The new battery can be charged between uses by placing it on the inductive charger. The battery and charger will be available in Europe in the fall of 2014.
The system consists of a frame (the blue thing), charger, and 2.0 Ah lithium-ion battery. The frame can be screwed to the bench and the charger placed in it or the charger can be used by itself.
It makes sense that Bosch would show the battery and charger being used in a factory setting because the system is best suited to the tradesman who works from a fixed location and can place the tool on the charger after every use. This system would be equally appropriate for a cabinet shop or whenever tradesmen work at a bench.
Inductive charging, which has been around for years, is typically used to charge small items such as cell phones, media players, and electric toothbrushes. While companies such as Volvo (electric roadways) and Nissan (electric car charging) work to develop the technology on a grand scale Bosch developed a medium-scale inductive charging product, 18-volt batteries that can be charged without removing them from the tool or plugging them in. The system will be introduced in Europe in the fall of 2014 and include a charger, docking frame, and wireless compatible 2.0 Ah lithium-ion battery. The charger only works with wireless compatible batteries, which are themselves compatible with any Bosch 18-volt lithium-ion tool.

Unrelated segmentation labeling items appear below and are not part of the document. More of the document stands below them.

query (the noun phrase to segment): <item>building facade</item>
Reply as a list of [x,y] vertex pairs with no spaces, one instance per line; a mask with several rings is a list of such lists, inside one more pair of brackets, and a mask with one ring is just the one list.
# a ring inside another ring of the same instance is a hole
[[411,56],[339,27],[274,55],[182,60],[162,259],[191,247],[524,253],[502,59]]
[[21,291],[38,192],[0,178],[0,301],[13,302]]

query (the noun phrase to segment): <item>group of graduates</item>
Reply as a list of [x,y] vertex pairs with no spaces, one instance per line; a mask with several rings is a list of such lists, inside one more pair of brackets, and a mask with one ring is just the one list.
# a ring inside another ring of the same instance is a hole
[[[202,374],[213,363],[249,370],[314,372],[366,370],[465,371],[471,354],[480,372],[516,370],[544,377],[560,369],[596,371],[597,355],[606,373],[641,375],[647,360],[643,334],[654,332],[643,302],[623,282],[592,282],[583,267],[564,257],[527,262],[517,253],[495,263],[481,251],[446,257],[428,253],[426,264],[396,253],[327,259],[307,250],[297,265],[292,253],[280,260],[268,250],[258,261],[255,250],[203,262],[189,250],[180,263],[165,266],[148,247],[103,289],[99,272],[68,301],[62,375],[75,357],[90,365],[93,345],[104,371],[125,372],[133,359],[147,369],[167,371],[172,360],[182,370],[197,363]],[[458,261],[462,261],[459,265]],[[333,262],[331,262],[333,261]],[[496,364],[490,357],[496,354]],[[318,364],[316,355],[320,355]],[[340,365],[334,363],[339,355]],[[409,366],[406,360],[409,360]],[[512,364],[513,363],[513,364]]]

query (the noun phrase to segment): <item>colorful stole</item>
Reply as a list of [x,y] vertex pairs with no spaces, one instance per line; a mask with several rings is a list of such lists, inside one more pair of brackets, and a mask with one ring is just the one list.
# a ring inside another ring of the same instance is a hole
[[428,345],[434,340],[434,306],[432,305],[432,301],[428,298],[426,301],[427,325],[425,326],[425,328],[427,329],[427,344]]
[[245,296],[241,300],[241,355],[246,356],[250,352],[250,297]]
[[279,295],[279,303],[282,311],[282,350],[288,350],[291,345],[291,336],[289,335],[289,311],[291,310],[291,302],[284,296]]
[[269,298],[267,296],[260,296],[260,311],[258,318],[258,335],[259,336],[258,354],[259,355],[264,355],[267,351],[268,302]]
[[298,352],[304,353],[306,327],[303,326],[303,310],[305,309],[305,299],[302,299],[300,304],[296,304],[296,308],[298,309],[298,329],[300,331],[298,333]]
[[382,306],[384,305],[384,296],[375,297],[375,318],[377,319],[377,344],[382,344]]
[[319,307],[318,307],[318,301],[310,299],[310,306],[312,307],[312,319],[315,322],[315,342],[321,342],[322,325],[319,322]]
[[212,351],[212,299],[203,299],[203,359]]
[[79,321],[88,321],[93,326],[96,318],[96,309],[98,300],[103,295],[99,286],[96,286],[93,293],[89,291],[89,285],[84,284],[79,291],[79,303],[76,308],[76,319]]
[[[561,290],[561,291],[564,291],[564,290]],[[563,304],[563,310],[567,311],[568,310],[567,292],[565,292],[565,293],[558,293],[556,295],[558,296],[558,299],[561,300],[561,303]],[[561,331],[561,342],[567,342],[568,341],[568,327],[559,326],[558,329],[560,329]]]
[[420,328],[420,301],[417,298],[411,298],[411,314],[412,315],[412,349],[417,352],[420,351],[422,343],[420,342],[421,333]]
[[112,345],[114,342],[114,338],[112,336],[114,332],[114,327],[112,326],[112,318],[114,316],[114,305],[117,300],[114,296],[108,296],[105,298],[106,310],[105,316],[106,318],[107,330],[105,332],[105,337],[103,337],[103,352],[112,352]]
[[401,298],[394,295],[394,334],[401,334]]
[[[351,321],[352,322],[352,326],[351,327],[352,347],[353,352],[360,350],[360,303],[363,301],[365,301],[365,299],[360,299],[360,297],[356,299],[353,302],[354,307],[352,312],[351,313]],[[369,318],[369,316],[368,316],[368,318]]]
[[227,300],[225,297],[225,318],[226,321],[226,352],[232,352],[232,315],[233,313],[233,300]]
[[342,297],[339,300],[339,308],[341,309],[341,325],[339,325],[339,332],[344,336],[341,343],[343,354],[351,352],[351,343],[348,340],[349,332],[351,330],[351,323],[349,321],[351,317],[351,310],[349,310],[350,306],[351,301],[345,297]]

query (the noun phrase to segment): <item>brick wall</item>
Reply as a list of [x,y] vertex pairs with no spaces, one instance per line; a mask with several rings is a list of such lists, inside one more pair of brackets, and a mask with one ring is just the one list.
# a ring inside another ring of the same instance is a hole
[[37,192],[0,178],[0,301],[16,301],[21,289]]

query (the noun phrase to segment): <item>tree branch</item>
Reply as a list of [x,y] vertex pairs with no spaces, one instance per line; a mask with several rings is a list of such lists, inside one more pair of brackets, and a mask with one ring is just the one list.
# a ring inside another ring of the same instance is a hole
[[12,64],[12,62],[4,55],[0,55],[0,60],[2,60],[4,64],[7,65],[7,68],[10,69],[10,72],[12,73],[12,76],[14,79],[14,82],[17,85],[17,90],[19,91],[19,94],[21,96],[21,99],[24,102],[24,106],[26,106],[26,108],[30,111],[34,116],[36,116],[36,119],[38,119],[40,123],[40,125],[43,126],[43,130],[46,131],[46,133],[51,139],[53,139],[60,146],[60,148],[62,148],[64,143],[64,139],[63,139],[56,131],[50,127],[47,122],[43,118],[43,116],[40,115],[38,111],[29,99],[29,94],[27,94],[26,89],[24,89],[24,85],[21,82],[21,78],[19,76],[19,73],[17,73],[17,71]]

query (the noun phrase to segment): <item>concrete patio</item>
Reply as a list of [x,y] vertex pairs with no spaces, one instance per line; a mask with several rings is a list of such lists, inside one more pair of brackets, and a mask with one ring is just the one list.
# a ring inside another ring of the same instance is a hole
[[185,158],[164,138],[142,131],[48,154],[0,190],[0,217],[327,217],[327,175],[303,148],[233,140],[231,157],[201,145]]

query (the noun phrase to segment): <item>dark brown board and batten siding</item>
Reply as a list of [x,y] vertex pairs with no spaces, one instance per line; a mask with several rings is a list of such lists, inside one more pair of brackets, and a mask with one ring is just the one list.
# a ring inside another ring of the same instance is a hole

Charging occurs whenever the battery is on the charger. The charger emits a magnetic field that is received by the battery and converted to charge current. According to the manufacturer, a second battery pack is no longer necessary because the first one will always be charged. If the battery does become depleted—through heavy use or lack of time on the charger—it can be swapped out for any pack that fits the tool. Charging time is said to be comparable to that of conventional chargers and there should be less wear and tear to tool and battery contacts because the pack is rarely if ever removed.
My take: This advance in technology should benefit those who work from fixed locations, like the bench in a cabinet shop or an assembly station in a factory. For those people, it will be a simple matter to place the battery on the charger whenever the tool is not in use so the pack will likely always be charged. With less concern that the battery will be discharged they can get away with using smaller lighter packs, which should increase efficiency and lower the wear and tear on their bodies. Unfortunately, these benefits are not equally applicable to every trade; for tradesmen who move around the jobsite it may not be practical to place the tool on the charger between uses.
Bosch has not released information on pricing or whether it plans to sell the system in the U.S. market. But unless the systems bombs in Europe, I would expect it to someday make it here.